When multiple ad group variants run in parallel, Apple’s system automatically distributes traffic among them. However, since all variants share the same keywords, Apple may favor one variant and give it most of the traffic, leading to biased or misleading results.

To prevent this, users can enable “Stabilize Traffic.” Whe it’s enabled, the system monitors each variant’s traffic hourly. If one variant starts receiving disproportionately high traffic, it is temporarily paused to let others catch up. The system ensures that the difference in traffic distribution between the variant receiving the most traffic and the one receiving the least does not exceed 25%. This continuous monitoring ensures fair traffic distribution with minimal status changes.

  • Do I lose traffic when running CPP A/B Tests?

Some traffic loss is possible and expected during A/B testing. Because the system switches ad group statuses and Apple needs time to reflect these updates, you may observe a temporary dip in total traffic.

  • Can I create an A/B test for an ad group that I recently created?

No. To generate statistically valid results, the system requires historical data from the ad group. We use the previous month’s traffic as a benchmark to estimate the required test duration and traffic volume. The benchmark helps calculate the confidence level and precision of the results. In short, an ad group must have sufficient past data for the system to determine accurate and reliable outcomes. 

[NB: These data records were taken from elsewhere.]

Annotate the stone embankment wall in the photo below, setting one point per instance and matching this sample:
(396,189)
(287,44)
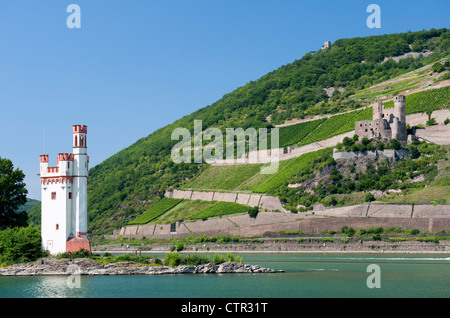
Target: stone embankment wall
(265,202)
(425,218)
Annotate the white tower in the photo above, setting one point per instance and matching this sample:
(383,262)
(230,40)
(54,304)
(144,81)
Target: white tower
(64,198)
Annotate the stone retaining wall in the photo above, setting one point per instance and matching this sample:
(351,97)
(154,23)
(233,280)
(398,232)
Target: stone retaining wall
(425,218)
(265,202)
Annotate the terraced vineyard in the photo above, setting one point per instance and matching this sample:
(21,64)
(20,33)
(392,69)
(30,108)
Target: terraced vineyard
(290,135)
(254,180)
(155,210)
(425,101)
(320,129)
(220,209)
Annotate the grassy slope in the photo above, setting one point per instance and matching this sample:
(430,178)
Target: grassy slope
(121,187)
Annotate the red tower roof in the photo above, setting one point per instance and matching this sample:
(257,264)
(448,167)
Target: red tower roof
(80,129)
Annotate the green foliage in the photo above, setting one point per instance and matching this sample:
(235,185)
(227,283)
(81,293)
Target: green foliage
(349,231)
(425,101)
(156,210)
(369,197)
(290,135)
(218,259)
(438,67)
(173,259)
(13,195)
(120,187)
(20,245)
(253,212)
(220,209)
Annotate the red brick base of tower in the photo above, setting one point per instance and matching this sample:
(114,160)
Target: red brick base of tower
(74,244)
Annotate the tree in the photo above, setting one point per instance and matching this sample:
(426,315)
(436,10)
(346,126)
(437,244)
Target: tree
(20,245)
(12,195)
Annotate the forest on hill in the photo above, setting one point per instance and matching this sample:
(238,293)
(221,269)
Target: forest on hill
(124,185)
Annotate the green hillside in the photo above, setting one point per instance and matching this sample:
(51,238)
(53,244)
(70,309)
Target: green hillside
(122,187)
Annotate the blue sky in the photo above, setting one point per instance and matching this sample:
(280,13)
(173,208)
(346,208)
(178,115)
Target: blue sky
(135,66)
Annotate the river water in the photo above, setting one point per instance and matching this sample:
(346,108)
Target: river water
(304,276)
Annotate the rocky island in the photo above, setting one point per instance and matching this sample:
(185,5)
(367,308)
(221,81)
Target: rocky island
(86,266)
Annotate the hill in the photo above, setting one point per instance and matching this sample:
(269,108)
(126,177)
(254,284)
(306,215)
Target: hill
(328,81)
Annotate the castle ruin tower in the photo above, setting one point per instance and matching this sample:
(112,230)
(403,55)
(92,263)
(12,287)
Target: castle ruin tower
(399,130)
(64,198)
(377,111)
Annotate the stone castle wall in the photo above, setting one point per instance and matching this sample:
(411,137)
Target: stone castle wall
(389,153)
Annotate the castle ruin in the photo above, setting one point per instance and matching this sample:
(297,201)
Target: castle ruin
(386,124)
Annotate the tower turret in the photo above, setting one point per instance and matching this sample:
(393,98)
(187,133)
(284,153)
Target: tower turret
(64,198)
(377,111)
(80,176)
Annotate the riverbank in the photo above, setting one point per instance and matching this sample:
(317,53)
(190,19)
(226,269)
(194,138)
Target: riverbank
(86,266)
(287,245)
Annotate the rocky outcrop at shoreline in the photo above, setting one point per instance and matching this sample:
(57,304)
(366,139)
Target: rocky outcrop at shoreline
(85,266)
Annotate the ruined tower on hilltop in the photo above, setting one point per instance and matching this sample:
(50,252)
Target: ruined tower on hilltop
(64,198)
(386,124)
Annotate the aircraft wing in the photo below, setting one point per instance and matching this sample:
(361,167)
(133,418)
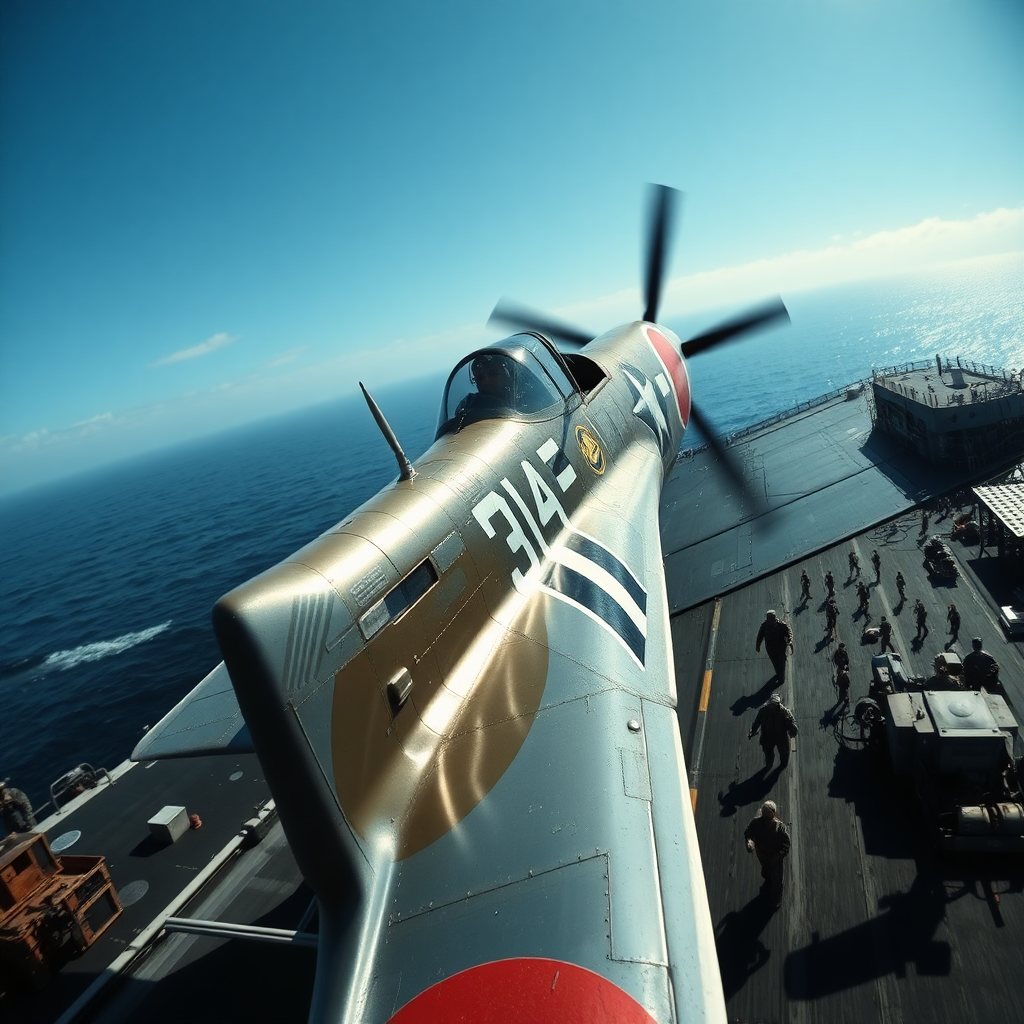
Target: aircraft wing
(205,721)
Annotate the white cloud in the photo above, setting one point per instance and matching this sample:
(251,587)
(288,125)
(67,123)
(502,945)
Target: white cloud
(210,345)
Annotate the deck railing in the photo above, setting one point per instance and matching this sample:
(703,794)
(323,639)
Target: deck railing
(1006,383)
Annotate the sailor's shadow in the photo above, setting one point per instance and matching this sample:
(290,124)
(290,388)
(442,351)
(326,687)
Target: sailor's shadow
(745,701)
(902,933)
(751,791)
(740,951)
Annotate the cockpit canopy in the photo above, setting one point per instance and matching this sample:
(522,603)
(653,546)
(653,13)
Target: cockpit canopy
(519,378)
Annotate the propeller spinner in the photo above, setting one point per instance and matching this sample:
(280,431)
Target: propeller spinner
(659,227)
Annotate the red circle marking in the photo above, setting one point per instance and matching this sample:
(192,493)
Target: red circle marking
(521,990)
(672,359)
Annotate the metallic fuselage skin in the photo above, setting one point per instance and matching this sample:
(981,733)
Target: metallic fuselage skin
(486,765)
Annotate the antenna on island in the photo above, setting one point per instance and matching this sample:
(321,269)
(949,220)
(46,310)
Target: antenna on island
(406,471)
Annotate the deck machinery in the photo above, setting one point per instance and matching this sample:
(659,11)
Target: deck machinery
(956,748)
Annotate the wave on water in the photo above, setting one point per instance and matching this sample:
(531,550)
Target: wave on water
(62,659)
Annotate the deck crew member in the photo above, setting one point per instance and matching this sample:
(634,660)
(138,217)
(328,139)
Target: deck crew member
(769,839)
(832,614)
(886,633)
(17,814)
(921,614)
(843,686)
(775,723)
(842,657)
(980,668)
(952,616)
(777,638)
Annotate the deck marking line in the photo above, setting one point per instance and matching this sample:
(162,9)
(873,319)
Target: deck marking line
(706,690)
(705,699)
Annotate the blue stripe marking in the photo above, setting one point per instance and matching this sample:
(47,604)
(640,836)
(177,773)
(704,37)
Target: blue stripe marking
(610,563)
(586,592)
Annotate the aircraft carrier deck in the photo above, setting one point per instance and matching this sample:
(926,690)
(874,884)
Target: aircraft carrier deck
(873,925)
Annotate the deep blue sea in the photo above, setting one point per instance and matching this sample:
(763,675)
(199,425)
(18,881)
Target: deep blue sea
(107,580)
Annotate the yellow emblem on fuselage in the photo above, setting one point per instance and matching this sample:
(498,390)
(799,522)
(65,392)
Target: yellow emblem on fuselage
(591,449)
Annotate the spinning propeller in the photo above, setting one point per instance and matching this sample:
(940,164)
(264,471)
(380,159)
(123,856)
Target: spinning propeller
(658,237)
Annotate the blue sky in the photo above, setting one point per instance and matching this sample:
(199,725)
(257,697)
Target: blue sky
(215,211)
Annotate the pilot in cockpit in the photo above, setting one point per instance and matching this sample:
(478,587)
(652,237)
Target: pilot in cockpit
(498,384)
(492,374)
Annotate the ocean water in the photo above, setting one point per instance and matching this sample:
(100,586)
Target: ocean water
(107,581)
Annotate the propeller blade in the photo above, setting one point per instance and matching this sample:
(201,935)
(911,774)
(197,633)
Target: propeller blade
(732,329)
(506,312)
(728,462)
(658,237)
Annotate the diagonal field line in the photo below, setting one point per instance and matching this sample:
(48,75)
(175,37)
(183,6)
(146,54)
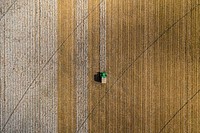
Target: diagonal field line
(8,10)
(59,47)
(133,62)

  • How do I shorten the test duration?

The total duration of a custom product page A/B test depends on your traffic volume, number of variants, and selected precision. To shorten your test while maintaining accuracy, you can:

    • Increase desired precision: Raising the margin of error from 1% to 3–5% reduces the amount of data required. This shortens the test but slightly reduces accuracy.
    • Use high-traffic ad groups:Select ad groups with higher daily taps and installs to reach the required sample size faster. 
    • Test fewer variants:Running two variants instead of four significantly decreases required traffic and test time.
    • Choose a longer switch interval for Switch tests:Daily or weekly switches help balance exposure faster in lower-traffic cases.
    • Ensure stable traffic: Fluctuating traffic extends the test duration since the system waits to capture data across consistent conditions.
  • What might affect the health of the test in a negative manner?

Actions that might affect the test health are: bid changes, budget changes and status changes of ad groups, campaigns and KWs. Since custom product pages are directly related to screenshots, custom product page assignments should be stable and screenshots should not be changed. Description changes might also affect the performance of the ad group positively or negatively, so for a healthy test result, it should also be stable during the test.